Following two position changes, a new coaching staff and a climb up the depth chart, Hampton said he'll make sure this game counts.

"I know when I hit the field that day I better do everything in my power to stop everything, because when I look back at this 10 years from now I'm going to think about this game. I'm going to think about my last game here at the University of Maryland. It might be last place I play football," Hampton said. "I'm going to give it my all. I'm going to do the best I can."

Hampton credited Edsall and defensive line coach Greg Gattuso for his turnaround this season. He said earlier in the season he just has a better understanding of his responsibilities than he did under the previous staff.

He's one of the examples of players who truly buys into the system Edsall is implementing at Maryland – a team-first mentality, self-motivation and playing consistent football.

Of course Hampton didn't envision a team with hopes of an ACC championship with a 2-6 record as November swept in, but he considers his situation a teaching point for the younger players on the team.

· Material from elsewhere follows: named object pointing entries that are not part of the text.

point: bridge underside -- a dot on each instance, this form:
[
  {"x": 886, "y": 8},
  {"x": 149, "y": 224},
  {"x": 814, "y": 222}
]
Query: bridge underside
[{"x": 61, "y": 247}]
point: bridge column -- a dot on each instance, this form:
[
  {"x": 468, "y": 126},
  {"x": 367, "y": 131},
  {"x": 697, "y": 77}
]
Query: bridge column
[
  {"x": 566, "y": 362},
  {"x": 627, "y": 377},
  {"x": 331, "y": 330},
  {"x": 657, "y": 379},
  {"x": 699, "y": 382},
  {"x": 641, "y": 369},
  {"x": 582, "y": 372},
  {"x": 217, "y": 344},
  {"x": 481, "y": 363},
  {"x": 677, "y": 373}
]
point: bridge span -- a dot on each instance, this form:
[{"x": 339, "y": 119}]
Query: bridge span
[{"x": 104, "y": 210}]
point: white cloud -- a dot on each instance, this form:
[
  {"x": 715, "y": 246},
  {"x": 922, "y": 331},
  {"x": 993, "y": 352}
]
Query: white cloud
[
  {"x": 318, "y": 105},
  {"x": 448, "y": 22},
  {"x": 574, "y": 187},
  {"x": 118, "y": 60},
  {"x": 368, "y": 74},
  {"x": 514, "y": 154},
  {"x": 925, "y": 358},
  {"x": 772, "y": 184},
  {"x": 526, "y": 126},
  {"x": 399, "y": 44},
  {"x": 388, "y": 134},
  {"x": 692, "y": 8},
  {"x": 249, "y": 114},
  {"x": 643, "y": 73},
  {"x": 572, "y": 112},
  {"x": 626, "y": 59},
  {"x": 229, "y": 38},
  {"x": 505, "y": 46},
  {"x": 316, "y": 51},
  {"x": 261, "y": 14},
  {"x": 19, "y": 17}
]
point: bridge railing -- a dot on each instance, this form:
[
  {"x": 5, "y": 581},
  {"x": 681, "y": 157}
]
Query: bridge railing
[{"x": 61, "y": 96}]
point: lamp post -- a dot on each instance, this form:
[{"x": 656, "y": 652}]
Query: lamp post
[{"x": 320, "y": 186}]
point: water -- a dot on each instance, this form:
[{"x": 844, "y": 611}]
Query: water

"Everybody is going to benefit from us seniors paying in this game. They're going to look back and be like ‘I don't want that to be me.' If I'm a younger guy and watching this, I'm like ‘they didn't have a good year,'" Hampton said. "It's a life lesson for everybody. They need to see this; they would never know otherwise."

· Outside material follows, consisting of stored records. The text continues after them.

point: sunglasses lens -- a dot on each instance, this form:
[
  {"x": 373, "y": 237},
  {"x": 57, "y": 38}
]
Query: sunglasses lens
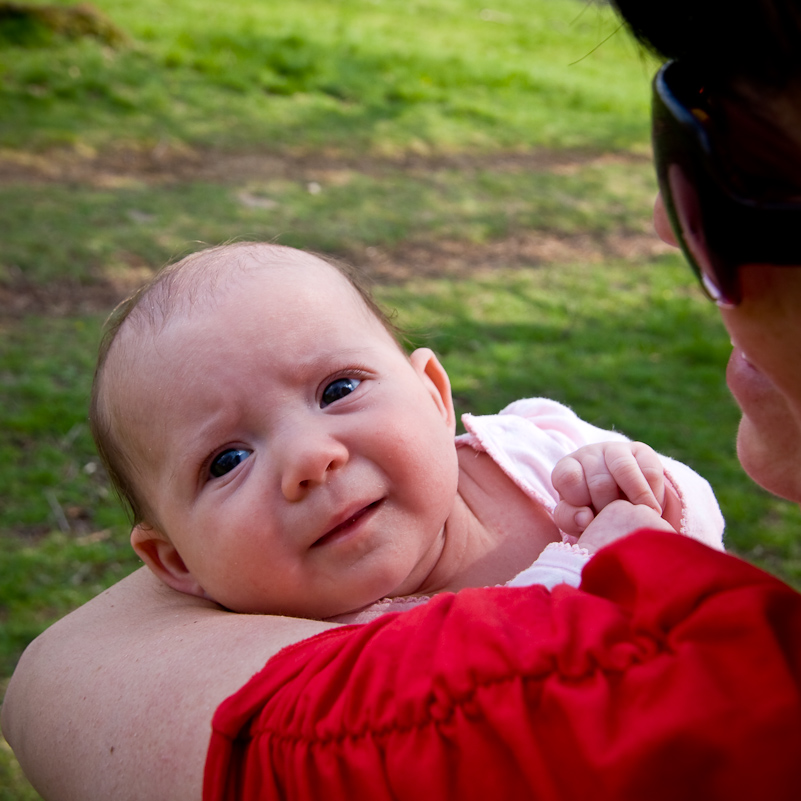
[{"x": 688, "y": 193}]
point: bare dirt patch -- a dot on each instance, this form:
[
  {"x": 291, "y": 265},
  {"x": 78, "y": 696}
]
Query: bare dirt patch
[
  {"x": 163, "y": 164},
  {"x": 411, "y": 259}
]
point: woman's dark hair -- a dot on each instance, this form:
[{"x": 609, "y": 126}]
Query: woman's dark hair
[{"x": 756, "y": 40}]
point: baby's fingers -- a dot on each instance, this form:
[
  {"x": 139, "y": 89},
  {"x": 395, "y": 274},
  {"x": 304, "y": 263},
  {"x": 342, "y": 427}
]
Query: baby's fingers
[
  {"x": 570, "y": 482},
  {"x": 638, "y": 472},
  {"x": 572, "y": 519}
]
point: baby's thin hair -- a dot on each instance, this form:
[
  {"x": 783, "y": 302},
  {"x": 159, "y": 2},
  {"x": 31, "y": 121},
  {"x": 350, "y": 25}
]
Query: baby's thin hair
[{"x": 175, "y": 289}]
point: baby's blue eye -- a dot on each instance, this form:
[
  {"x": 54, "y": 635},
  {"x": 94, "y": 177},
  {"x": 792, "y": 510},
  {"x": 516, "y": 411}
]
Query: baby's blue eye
[
  {"x": 338, "y": 389},
  {"x": 227, "y": 461}
]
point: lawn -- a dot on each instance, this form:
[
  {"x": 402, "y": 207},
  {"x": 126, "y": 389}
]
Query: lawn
[{"x": 487, "y": 167}]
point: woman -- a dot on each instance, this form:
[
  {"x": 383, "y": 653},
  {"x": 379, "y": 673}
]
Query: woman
[{"x": 672, "y": 672}]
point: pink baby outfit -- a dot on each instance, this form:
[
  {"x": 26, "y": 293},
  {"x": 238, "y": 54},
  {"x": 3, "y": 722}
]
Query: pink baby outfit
[{"x": 526, "y": 440}]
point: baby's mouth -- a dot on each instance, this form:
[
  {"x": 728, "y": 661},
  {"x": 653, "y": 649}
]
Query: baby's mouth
[{"x": 345, "y": 524}]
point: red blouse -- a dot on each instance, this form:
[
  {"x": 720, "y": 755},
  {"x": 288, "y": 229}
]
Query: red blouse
[{"x": 674, "y": 672}]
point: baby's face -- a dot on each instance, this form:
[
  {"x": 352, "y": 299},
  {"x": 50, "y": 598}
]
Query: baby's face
[{"x": 295, "y": 457}]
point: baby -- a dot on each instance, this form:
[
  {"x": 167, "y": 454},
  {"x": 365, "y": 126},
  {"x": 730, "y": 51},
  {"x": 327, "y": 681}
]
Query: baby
[{"x": 281, "y": 453}]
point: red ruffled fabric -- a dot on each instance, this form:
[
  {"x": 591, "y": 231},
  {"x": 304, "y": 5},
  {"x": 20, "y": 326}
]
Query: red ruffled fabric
[{"x": 674, "y": 672}]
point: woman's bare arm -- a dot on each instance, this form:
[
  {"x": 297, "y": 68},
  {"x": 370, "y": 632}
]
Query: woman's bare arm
[{"x": 123, "y": 691}]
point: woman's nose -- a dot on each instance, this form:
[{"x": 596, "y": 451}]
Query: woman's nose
[{"x": 309, "y": 458}]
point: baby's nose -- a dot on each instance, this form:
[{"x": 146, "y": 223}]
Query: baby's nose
[{"x": 308, "y": 461}]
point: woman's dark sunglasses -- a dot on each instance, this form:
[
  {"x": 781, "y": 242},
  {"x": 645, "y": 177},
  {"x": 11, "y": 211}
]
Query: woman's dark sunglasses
[{"x": 718, "y": 227}]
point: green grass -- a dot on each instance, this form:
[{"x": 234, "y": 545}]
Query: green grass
[
  {"x": 495, "y": 161},
  {"x": 354, "y": 74}
]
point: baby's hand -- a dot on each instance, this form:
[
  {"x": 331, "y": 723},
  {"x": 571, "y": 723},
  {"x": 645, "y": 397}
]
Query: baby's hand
[
  {"x": 596, "y": 475},
  {"x": 618, "y": 520}
]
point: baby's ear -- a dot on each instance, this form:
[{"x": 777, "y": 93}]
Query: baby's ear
[
  {"x": 161, "y": 556},
  {"x": 435, "y": 378}
]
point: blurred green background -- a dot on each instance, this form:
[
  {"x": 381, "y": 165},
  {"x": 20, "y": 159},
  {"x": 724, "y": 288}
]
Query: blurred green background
[{"x": 488, "y": 166}]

Saturday begins a four-game stretch in which the Terps need to win out in order to become bowl-eligible. Maryland has reached a bowl game in seven of their nine previous seasons under Ralph Friedgen.

For Edsall, who has led Connecticut to bowl games five times since 2004, including a Fiesta Bowl appearance last season, it's important to make the seniors' lasting memory of Byrd Stadium a positive one, and that means a victory.

"What we want to be able to do is send those guys out on a winning note," Edsall said. "This will be the last time they set foot in Byrd Stadium to be able to play. We'll look forward to everybody doing their part to send these guys out with a win."